A radical programme of change introduced to increase the happiness, and meet the complex emotional needs, of its residents with dementia at a Nottingham care home has been rewarded with an "Outstanding" rating from the CQC.
Reporting for the Nottingham Post, Issac Ashe explains more...
"Almost four years ago Landermeads Care Home in Chilwell, a family-run care provider, decided that despite patients being well looked after physically, a change in culture was needed to address their residents' emotional needs.
Huge changes were undertaken - from getting rid of staff uniforms and nurses' trolleys, to physically restructuring their buildings - in a bid to improve the day-to-day happiness of the homes 85 'family members', leading to results that director and registered provider Ros Heath says can now be seen on their faces every day.
And this month, inspectors at the Care Quality Commission agreed, reporting the facility is outstanding overall.
In the report, which can be viewed in full online, it says: "People told us they were treated with compassion dignity and respect and staff ensured their privacy was protected.
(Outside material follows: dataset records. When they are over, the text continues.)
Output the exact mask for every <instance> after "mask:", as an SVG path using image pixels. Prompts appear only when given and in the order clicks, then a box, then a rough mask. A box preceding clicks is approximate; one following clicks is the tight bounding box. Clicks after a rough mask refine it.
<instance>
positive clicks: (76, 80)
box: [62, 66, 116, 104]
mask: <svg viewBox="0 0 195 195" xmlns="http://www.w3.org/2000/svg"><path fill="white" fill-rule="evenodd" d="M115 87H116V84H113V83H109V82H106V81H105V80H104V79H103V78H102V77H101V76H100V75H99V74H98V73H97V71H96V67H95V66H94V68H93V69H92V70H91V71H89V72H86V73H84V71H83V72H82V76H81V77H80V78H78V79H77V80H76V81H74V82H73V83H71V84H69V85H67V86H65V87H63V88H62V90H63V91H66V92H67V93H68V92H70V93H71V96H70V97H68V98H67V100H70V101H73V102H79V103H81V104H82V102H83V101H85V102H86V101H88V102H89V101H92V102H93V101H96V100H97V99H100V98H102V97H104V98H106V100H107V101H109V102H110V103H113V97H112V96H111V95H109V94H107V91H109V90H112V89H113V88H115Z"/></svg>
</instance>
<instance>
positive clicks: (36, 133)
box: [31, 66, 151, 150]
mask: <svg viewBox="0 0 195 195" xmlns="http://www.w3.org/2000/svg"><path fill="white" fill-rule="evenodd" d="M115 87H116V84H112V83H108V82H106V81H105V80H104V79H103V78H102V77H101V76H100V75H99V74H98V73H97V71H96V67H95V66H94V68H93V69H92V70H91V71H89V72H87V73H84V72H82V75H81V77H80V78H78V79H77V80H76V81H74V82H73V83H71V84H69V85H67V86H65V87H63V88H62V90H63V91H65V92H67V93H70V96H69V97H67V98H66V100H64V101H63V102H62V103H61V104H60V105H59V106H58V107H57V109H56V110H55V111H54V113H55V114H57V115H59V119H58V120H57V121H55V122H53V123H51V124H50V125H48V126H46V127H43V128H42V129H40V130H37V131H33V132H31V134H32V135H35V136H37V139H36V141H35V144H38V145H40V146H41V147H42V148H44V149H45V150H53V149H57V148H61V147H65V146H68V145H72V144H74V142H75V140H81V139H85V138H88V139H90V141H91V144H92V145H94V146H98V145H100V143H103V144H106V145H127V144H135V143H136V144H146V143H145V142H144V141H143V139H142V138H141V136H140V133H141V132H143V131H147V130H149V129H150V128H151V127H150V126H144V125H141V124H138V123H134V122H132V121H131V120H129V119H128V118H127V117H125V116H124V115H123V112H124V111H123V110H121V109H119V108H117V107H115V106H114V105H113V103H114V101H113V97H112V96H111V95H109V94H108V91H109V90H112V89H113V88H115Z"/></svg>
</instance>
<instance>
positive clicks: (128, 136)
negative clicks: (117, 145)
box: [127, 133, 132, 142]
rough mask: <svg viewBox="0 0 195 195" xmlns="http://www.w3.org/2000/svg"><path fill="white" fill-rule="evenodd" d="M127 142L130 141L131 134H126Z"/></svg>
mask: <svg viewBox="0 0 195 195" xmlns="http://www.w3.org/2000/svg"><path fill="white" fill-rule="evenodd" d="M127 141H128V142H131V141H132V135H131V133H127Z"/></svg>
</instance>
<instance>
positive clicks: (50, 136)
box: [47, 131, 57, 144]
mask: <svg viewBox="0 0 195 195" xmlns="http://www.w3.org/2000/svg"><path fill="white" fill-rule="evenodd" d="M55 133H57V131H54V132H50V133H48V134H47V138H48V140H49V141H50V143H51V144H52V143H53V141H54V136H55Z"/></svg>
We observed very positive, caring relationships between staff, people using the service and their relatives, which helped to promote a calm family atmosphere where people were safe.
"Staff demonstrated an excellent understanding of people's support needs and used skill and innovative methods to ensure they received personalised responsive care. Forethought and innovation was used to ensure that people had the opportunity to take part in enjoyable, constructive activities that reflected their interests and life history."
Ros Heath said the new approach was based on the 'Flower of Emotional Needs' strategy developed by psychologist Tom Kitwood - making sure that each day dementia patients felt love, comfort, occupation, attachment, inclusion, and identity at Landermeads.
She said: "Our whole approach, all we're doing, looks at every single aspect of that. Four years ago this January we sat down. We've been around a long time as a family-run nursing home, and always done very well and had a good reputation. People were supported, well fed, clean - but people were definitely unhappy.
"They were demoralised and felt they had lost their worth. We asked how we could make them feel loved, and part of the family."
Landermeads set about restructuring the way they worked, scrapping their system of having several units and introducing five households, with residents of each matched by the level of their dementia, and each run in different ways - for example giving a more calm, sensory programme for people living in the final stages of dementia, with activities like massage and aromatherapy.
Staff uniforms were scrapped, and employees even wear pyjamas while working night shifts to make patients feel more at home.
Ros said: "We used to have situations where people would bang on doors to get out. They didn't understand why they were there, felt institutionalised and were looking for home, for security.
"When we took away the 'us and them' those behaviours stopped. We're now a lot of happy people, there's laughing and joking and banter with staff.
"We have less hospital admissions now, fewer falls, overall better well-being - you can feel when people are happier, it's tangible."